Ливия! Чего только они не наговорили друг другу! Он даже не хотел вспоминать. Он был не в себе и, кажется, спросил, привезет ли она мальчика в Афины. «В Афины? – спокойно промолвила Ливия. – Конечно, нет».
Гай Эмилий закрыл глаза. Постепенно он то ли задремал, то ли провалился в полузабытье. На него нахлынули какие-то образы, чудесные и одновременно страшные. Он словно бы вдыхал смертоносный аромат неведомых цветов. Почему-то ему привиделась Медея со своим снотворным зельем, Медея, усыпившая огнедышащего дракона. Драконом была его жизнь, а Медеей…
В какой-то момент Гаю удалось открыть глаза. Странно, кругом была темно, как в могиле. Его душили жажда и боль, все словно бы горело внутри, и в голове кружился огненный вихрь. Ему в лицо таинственно смотрели темные глаза вечной любви, глаза Клеоники, глаза смерти, которая стерегла его всегда. Внезапно ему вспомнились слова Ливий о том, что однажды их дом превратится в гробницу. Когда он все понял, ему стало жутко. Гай свалился с ложа и пополз во тьме ночи, туда, куда его, казалось, вела одна-единственная светлая мысль…
Рано утром его нашла соседка. Заглянув в лицо Гая, она кинулась в дом и обнаружила там Клеонику, красиво причесанную, наряженную и… бездыханную. Тогда женщина побежала по улице, крича, что совершено убийство или, может, это дело рук кер, богинь несчастья и смерти. Подоспевший врач определил, что Гай Эмилий жив, хотя он был бледен, холоден и едва дышал. И он выжил, хотя окончательно пришел в себя тогда, когда Клеоника уже лежала в земле.

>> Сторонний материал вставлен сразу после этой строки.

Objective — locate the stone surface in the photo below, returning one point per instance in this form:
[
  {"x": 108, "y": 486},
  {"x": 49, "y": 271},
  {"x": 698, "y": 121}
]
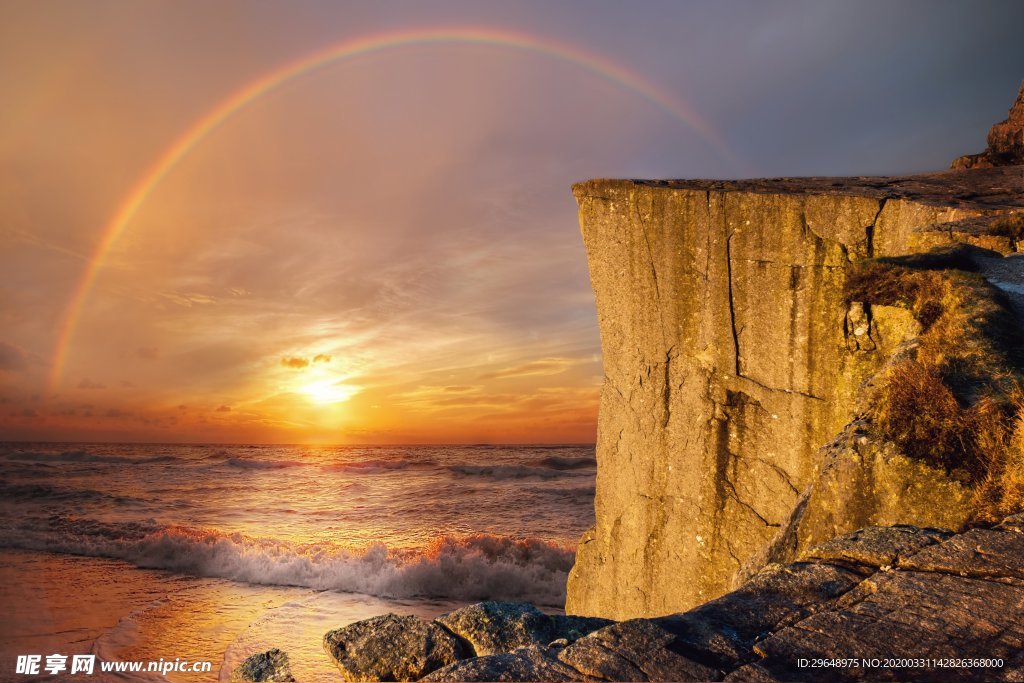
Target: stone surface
[
  {"x": 527, "y": 664},
  {"x": 876, "y": 546},
  {"x": 912, "y": 595},
  {"x": 724, "y": 631},
  {"x": 731, "y": 357},
  {"x": 493, "y": 628},
  {"x": 635, "y": 650},
  {"x": 1006, "y": 141},
  {"x": 391, "y": 648},
  {"x": 264, "y": 667}
]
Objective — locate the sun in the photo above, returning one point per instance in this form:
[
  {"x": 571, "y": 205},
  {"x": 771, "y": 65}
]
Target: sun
[{"x": 328, "y": 391}]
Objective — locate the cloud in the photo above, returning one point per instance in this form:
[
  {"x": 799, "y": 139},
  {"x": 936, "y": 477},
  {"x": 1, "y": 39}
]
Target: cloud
[
  {"x": 461, "y": 388},
  {"x": 11, "y": 357},
  {"x": 541, "y": 367}
]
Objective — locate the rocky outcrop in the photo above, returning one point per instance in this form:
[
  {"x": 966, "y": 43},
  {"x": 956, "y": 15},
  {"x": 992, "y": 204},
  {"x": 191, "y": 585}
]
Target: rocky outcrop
[
  {"x": 391, "y": 648},
  {"x": 402, "y": 648},
  {"x": 269, "y": 667},
  {"x": 897, "y": 603},
  {"x": 733, "y": 356},
  {"x": 1006, "y": 141}
]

И вот теперь он стоял на палубе корабля и глядел на тяжело перекатывающиеся волны, даже на вид холодные, враждебные и… странно живые. Они с Ливией успели на самое последнее судно…
Гай был еще слаб, он мерз даже под несколькими слоями одежды, его мутило, и голова кружилась при каждом движении. И все-таки он уезжал, потому что уезжала Ливия. Она спешила, поскольку беспокоилась о детях. А он… Он не мог оставаться один, ибо его в одночасье покинули все жизненные силы. Сейчас ему казалось, он знал, он все понял, когда Клеоника разливала вино, и позволил ей сделать то, что она задумала, потому что ничего не хотел решать сам, не мог, да и просто не знал, что решить.
И сказал, продолжая глядеть на море:
– Мне кажется, умершие, сожженные ли, погребенные, все равно остаются с нами, они где-то рядом… Не простившие нас…
Ливия подумала, что Гай прибавит «и между нами», но он молчал, и тогда она тихо спросила:
– А боги?
– Не знаю. Наверное, они там, в междумирии, безмятежные и недосягаемые… ни для чего. Так или иначе, только мы, мы сами несем ответственность за то, что происходит в нашей жизни.
Ливия взяла Гая Эмилия за руку, и они осторожно сплели пальцы.
Гай продолжал думать. Вернется ли он в Афины? Кто знает! Впереди был Рим, встреча с мальчиком, который считал и, должно быть, всегда будет считать себя сыном Луция Ребилла. Впереди было… будущее? Наверное, да.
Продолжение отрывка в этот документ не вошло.